Dans une Afrique où près de 600 millions de personnes vivent encore sans accès à l’électricité, la transition énergétique ne se résume pas à une question environnementale. Elle est avant tout une question de développement, d’industrialisation, d’emplois et de souveraineté. C’est cette conviction qui a animé les échanges de la 3ᵉ Conférence du Réseau international pour la transition énergétique en Afrique (INAET), tenue les 11 et 12 juin 2026 à Abidjan.
Pendant deux jours, la capitale économique ivoirienne est devenue le point de convergence des décideurs publics, institutions financières, chercheurs, industriels et experts venus réfléchir à l’un des plus grands défis du continent : comment fournir une énergie accessible à tous sans compromettre les engagements climatiques ?
Il est ressorti des discussions que l’Afrique ne peut pas emprunter les mêmes chemins que les économies déjà industrialisées.
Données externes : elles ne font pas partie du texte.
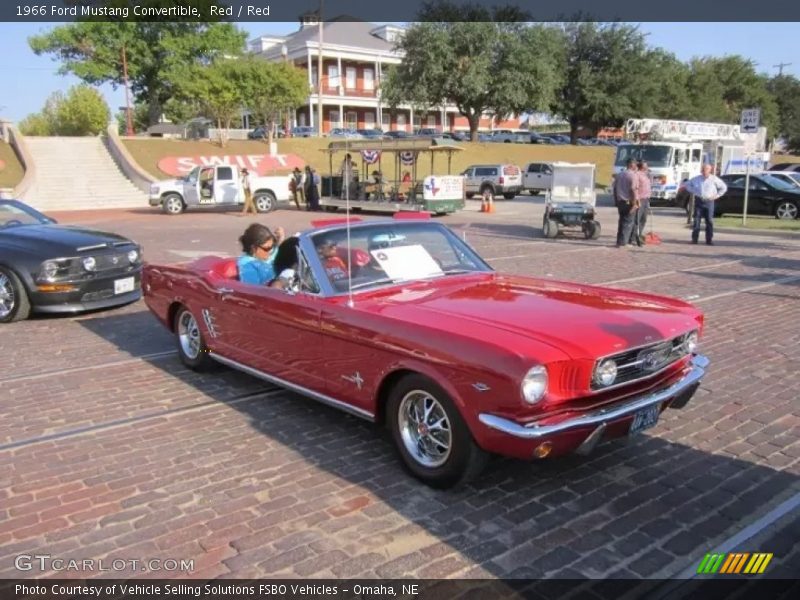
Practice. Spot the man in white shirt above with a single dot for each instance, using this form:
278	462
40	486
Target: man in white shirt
706	188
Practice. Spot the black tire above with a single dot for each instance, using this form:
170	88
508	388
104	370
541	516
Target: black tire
14	302
550	228
786	210
187	332
173	204
463	459
265	201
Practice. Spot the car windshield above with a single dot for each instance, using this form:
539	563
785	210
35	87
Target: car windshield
387	253
14	214
655	156
779	183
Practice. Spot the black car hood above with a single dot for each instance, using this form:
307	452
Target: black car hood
62	240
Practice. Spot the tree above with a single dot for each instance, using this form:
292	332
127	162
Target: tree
785	90
480	60
270	88
158	53
81	111
606	75
219	88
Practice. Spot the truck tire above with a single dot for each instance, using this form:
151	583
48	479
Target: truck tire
265	201
172	204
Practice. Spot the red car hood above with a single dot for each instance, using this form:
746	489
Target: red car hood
583	321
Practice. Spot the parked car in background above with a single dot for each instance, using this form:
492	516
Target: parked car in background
304	131
501	180
457	361
51	268
537	177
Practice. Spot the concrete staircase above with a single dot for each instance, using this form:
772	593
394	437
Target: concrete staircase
78	173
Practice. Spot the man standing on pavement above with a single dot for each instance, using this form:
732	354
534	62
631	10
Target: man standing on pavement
643	196
626	185
706	188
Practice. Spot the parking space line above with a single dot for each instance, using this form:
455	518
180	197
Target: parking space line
116	363
70	433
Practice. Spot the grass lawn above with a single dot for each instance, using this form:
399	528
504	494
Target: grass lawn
758	222
11	172
148	152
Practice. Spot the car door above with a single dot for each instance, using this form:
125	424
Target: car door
226	186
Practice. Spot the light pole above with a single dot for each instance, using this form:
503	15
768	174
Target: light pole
319	71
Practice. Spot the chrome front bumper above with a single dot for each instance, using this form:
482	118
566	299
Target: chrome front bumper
601	417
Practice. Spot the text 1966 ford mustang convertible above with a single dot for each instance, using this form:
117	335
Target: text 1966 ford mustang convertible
402	323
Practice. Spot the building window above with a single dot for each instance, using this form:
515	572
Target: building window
369	79
350	78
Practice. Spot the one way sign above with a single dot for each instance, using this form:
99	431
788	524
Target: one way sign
751	119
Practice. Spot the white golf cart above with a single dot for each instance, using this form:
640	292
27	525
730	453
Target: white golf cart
571	199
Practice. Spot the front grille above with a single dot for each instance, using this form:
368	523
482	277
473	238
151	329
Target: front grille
642	362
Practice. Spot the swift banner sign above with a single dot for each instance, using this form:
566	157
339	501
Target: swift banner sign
262	164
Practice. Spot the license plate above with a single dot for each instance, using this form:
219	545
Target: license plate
122	286
644	419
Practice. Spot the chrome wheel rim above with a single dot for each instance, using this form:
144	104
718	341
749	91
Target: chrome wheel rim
7	296
425	429
787	210
174	205
189	335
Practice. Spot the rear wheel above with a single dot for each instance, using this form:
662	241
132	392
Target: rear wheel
265	201
786	210
14	303
430	435
192	348
172	204
550	228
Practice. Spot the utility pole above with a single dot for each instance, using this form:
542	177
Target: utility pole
319	72
128	113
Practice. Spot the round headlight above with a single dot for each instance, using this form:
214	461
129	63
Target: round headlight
49	269
691	343
606	372
534	384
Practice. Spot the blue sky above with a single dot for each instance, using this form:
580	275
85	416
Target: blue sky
27	79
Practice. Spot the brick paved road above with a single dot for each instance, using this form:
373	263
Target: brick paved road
110	448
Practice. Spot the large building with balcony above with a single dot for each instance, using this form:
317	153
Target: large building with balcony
355	54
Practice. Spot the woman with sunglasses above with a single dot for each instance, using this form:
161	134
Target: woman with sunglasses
258	247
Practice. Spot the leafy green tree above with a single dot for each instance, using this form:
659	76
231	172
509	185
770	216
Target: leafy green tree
606	75
785	90
159	54
481	60
270	88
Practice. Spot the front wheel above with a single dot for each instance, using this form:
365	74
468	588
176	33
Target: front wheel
265	202
192	349
786	211
14	303
430	435
172	204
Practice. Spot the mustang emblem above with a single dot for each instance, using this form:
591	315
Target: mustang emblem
355	378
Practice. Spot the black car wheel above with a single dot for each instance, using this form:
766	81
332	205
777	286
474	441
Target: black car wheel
430	435
786	210
265	202
192	348
172	204
14	303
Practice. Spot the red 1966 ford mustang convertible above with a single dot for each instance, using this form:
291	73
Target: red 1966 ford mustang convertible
402	323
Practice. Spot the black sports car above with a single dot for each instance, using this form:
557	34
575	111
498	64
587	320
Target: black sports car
50	268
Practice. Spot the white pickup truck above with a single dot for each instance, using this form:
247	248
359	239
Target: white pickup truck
219	185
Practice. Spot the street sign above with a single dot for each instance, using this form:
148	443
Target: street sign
751	119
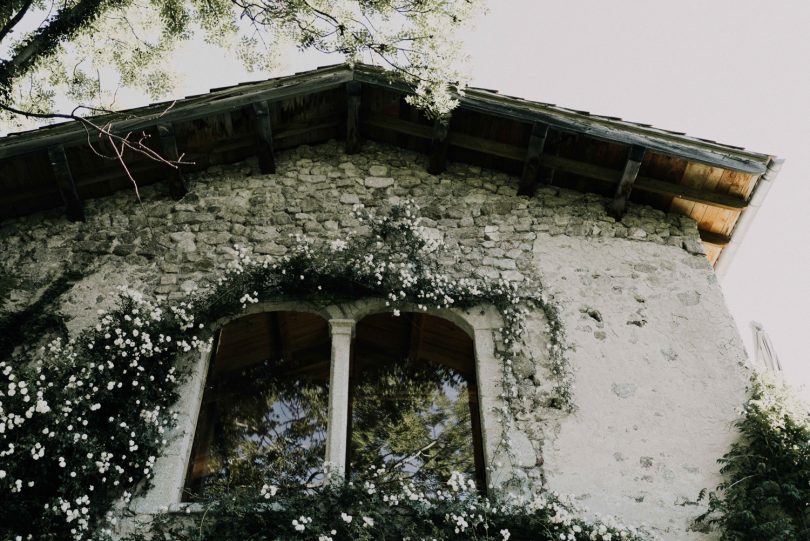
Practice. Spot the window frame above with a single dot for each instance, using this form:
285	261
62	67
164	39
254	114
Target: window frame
481	323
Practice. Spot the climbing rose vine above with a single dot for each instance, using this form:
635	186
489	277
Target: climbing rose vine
83	422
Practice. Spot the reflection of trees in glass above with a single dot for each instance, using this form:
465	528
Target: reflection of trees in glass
412	418
269	426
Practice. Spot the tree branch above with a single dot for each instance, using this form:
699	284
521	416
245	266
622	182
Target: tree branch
44	41
13	21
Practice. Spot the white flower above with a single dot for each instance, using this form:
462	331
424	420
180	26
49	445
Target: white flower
268	491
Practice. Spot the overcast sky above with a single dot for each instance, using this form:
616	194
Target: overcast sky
735	71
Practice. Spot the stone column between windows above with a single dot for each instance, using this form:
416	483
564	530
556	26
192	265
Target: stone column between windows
341	331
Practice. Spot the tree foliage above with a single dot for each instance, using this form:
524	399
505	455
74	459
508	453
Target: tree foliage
766	491
84	51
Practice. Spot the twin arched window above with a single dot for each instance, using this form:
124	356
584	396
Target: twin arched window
411	407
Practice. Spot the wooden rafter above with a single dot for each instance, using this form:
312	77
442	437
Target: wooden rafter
264	137
714	238
437	162
532	170
513	152
353	93
168	144
625	186
74	207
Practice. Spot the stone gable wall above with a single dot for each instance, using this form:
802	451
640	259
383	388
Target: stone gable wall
659	366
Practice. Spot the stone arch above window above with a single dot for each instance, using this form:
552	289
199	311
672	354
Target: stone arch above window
264	409
413	400
339	322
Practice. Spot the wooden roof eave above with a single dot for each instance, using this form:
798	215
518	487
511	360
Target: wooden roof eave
73	133
603	128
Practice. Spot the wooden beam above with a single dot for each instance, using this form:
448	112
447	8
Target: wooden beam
513	152
531	166
264	137
625	186
74	207
168	145
354	90
184	110
439	143
721	200
714	238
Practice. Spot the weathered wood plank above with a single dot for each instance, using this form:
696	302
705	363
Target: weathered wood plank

Sa transition énergétique doit être pensée à partir de ses propres réalités, marquées par une forte croissance démographique, des besoins massifs en infrastructures et une industrialisation encore inachevée. « La transition énergétique africaine doit être juste et adaptée aux réalités du continent », ont rappelé plusieurs intervenants, insistant sur la nécessité de placer l’accès à l’énergie au cœur des politiques de développement.
Cette vision a trouvé un écho particulier à Abidjan, où les débats ont mis en lumière l’urgence d’accélérer l’électrification des territoires, notamment ruraux. Car derrière les statistiques se cachent des millions de familles qui s’éclairent encore à la lampe, des entreprises contraintes de fonctionner au ralenti et des jeunes dont les perspectives économiques demeurent limitées par l’absence d’une énergie fiable.
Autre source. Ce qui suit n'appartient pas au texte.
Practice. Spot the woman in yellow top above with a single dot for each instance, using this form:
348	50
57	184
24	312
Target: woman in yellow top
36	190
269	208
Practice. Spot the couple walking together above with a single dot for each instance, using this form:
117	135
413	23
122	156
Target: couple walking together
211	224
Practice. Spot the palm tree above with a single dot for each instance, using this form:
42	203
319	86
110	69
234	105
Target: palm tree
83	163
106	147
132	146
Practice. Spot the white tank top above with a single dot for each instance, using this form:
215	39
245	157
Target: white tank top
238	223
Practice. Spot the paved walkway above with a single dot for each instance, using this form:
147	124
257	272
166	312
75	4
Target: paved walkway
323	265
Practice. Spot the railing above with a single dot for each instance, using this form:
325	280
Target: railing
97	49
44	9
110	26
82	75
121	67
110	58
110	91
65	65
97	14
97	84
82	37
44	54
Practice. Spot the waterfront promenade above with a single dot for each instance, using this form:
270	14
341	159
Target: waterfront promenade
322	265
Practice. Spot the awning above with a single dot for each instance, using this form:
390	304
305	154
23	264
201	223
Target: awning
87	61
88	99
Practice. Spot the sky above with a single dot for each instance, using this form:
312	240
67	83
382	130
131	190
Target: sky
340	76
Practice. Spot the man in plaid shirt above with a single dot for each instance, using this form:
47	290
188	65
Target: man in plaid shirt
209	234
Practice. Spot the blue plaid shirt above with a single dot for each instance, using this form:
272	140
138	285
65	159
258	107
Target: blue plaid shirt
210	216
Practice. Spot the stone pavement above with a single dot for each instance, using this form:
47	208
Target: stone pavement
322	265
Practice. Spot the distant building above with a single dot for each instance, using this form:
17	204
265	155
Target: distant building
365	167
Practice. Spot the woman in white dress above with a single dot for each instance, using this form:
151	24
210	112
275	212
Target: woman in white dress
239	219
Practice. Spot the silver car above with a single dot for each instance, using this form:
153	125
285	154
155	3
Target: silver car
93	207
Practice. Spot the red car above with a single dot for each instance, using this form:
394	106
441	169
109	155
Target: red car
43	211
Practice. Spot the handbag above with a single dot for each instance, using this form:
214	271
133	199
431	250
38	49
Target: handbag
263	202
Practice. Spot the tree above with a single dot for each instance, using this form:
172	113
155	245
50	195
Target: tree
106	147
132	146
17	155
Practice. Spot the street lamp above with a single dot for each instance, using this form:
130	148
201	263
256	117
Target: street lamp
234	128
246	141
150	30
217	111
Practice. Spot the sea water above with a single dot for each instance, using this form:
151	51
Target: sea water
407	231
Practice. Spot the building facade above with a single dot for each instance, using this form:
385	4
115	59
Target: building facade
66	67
Les participants ont également exploré les opportunités offertes par les bioénergies, les marchés carbone, la cuisson propre, l’agriculture durable et les nouvelles technologies énergétiques. Autant de pistes susceptibles de transformer les ressources africaines en moteurs de croissance économique.
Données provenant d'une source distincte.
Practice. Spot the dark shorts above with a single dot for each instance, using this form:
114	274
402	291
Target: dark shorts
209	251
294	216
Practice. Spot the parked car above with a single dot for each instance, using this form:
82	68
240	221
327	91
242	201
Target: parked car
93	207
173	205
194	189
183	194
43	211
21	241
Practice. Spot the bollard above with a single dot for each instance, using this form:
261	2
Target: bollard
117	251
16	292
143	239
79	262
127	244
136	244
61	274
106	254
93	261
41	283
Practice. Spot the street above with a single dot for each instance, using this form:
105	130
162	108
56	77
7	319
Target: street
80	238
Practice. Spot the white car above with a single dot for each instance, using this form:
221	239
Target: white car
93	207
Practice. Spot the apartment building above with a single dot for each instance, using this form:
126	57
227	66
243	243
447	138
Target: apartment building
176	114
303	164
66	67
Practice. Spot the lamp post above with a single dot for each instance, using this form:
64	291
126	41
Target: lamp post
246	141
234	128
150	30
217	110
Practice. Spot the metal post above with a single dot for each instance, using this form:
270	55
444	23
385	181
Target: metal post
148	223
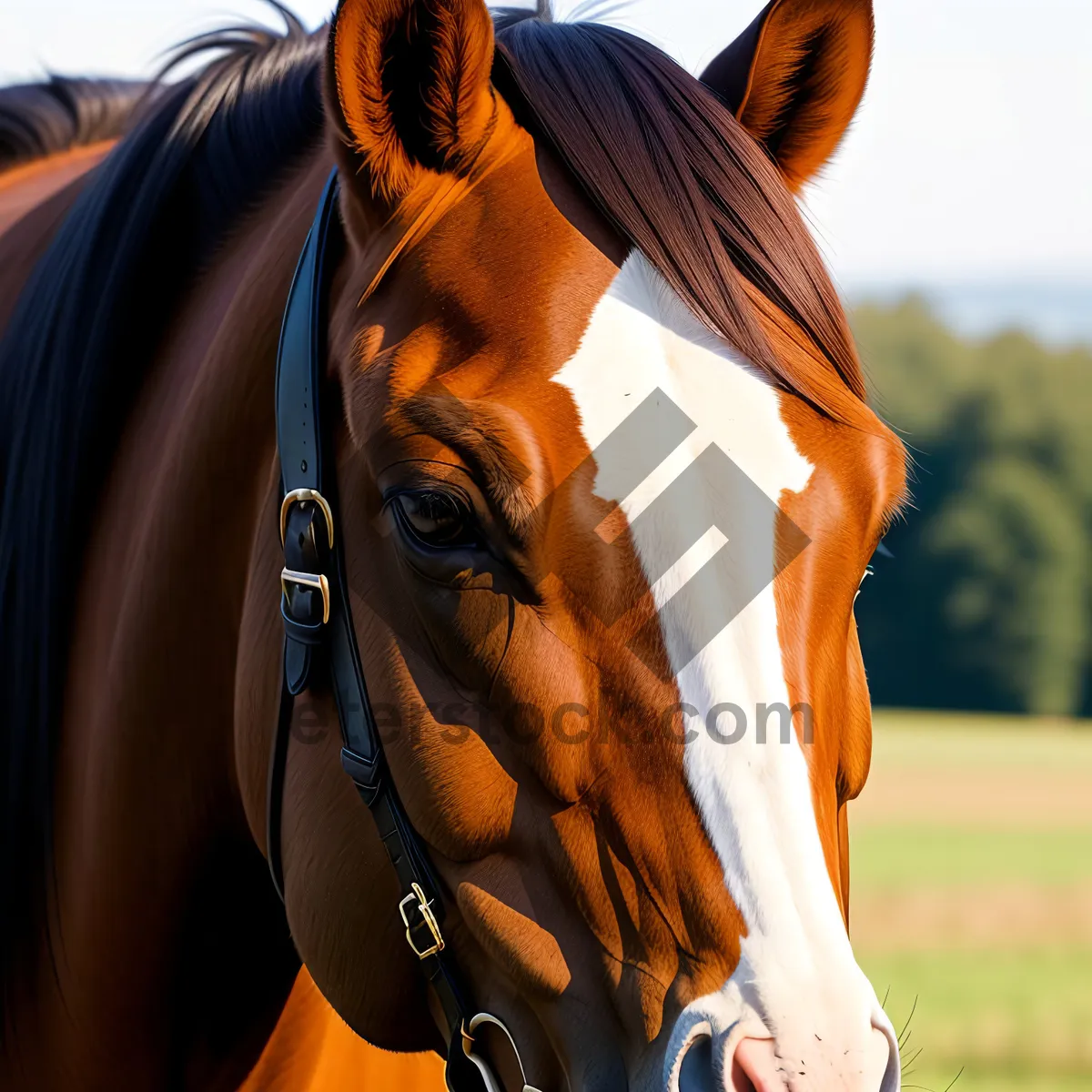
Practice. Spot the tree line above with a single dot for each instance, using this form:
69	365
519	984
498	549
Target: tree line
986	600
L’un des moments marquants de cette troisième édition a été le lancement du Réseau africain des bioénergies, une initiative destinée à accompagner les pays du continent dans le développement de filières énergétiques fondées sur la valorisation durable de la biomasse agricole. Pour de nombreux experts, cette approche pourrait permettre à l’Afrique de répondre simultanément à plusieurs défis dont la production de l’énergie, le soutien des agriculteurs et la création d’emplois dans les zones rurales.
Toutefois, au-delà des innovations et des ambitions affichées, la question du financement est revenue avec insistance. Les infrastructures énergétiques nécessitent des investissements considérables, alors même que de nombreux pays africains disposent de marges budgétaires limitées. Les représentants des institutions financières internationales ont ainsi appelé à renforcer les partenariats public-privé, à améliorer les cadres réglementaires et à développer des mécanismes innovants capables d’attirer davantage de capitaux vers les projets énergétiques africains.
Pour les participants, il s’agit de créer les conditions d’une croissance durable capable de soutenir l’industrialisation, de renforcer la compétitivité des économies africaines et d’améliorer les conditions de vie des populations.